Com a posse de Jair Bolsonaro, obras de arte com imagens sacras devem ser transferidas do Palácio da Alvorada, onde irá morar a família do presidente eleito, para o Palácio do Jaburu. 

Segundo relatos feitos à Folha de S. Paulo por três funcionários do Palácio do Planalto, a transferência ocorrerá após a futura primeira-dama, Michelle Bolsonaro, ter demonstrado um desejo na retirada das obras. Ela teria perguntado se seria possível que as obras deixassem o Palácio da Alvorada.

Hoje, a residência oficial apresenta como parte de seu mobiliário cinco peças de simbologia católica: um par de anjos barrocos tocheiros, na biblioteca, e quatro estátuas de santos nas salas de música e de estado. 

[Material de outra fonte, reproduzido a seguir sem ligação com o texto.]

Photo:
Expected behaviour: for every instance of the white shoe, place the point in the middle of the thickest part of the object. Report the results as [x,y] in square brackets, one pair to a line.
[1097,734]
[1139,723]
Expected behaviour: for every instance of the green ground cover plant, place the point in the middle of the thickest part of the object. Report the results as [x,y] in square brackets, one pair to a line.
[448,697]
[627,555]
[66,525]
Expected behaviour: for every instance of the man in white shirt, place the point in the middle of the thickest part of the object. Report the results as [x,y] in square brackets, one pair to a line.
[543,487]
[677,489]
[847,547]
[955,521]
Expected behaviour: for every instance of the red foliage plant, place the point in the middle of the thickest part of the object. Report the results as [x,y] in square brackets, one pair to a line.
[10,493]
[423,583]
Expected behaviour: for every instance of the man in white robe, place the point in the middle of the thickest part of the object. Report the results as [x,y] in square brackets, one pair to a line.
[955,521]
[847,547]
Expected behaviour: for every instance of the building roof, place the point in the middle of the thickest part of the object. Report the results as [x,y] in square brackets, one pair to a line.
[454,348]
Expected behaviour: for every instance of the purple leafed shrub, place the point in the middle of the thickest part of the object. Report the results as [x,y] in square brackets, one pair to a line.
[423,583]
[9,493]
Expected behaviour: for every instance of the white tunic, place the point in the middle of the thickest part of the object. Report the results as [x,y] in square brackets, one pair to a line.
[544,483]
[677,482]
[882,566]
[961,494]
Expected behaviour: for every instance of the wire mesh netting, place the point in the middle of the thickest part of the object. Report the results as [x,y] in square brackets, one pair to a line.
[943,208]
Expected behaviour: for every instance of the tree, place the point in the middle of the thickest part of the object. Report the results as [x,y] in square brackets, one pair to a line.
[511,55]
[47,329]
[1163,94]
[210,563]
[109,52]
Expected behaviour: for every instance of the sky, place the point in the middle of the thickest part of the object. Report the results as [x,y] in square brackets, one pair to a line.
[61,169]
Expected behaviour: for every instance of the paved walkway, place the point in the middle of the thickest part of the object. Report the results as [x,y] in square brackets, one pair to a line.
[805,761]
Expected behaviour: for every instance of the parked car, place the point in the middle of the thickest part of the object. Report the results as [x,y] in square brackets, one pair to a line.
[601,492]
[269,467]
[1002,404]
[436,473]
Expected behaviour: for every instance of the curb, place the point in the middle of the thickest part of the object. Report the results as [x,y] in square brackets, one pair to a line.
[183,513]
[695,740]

Uma das imagens é uma representação em madeira de Santa Bárbara, do século 18. O vice-presidente eleito, Hamilton Mourão, confirmou o recebimento da escultura. “Ela é, inclusive, padroeira da artilharia”, disse à Folha de S. Paulo.

Procurada pela reportagem, a assessoria da futura primeira-dama informou que ela não tinha interesse em falar. A mulher do presidente eleito frequenta a Igreja Batista Atitude, no Rio de Janeiro.

Por ser evangélica, Michele Bolsonaro não venera esculturas de santo.

Para o ex-curador da Presidência da República Rogério Carvalho, a futura primeira-dama tem sido mal assessorada. Na sua avaliação, é natural que o novo presidente faça mudanças na área privativa, cujo acesso não é público.

“Mas, na parte pública, o ideal é que as peças de arte sejam mantidas para preservar a leitura histórica”, disse.

Ele conta que, de acordo com relatos de antigos funcionários da Presidência da República, no passado, o presidente Ernesto Geisel, que era luterano, pediu a retirada da pintura “Orixás”, de Djanira da Motta. 
Obra Três Orixás da pintora Djanira da Motta e Silva, em exposição em uma sala do Palácio do Planalto em 2011 – Roberto Stuckert Filho – 20.jul.2011/Divulgação

A obra de arte, uma tela de grande formato de divindades do candomblé, só voltou a ser exposta nos palácios do governo anos depois, pelas mãos da ex-primeira-dama Ruth Cardoso (falecida esposa de Fernando Henrique Cardoso).

Sobre a mudança das obras com motivos sacros, o Palácio do Planalto informou, por meio de nota, que “não há pedido sobre a transferência de local”.

Recentemente, o acervo do Palácio da Alvorada passou por uma recuperação histórica. As peças restauradas são estimadas em R$ 2,5 milhões e a residência oficial voltou a ter mobiliário elaborado por Oscar e Anna Maria Niemeyer.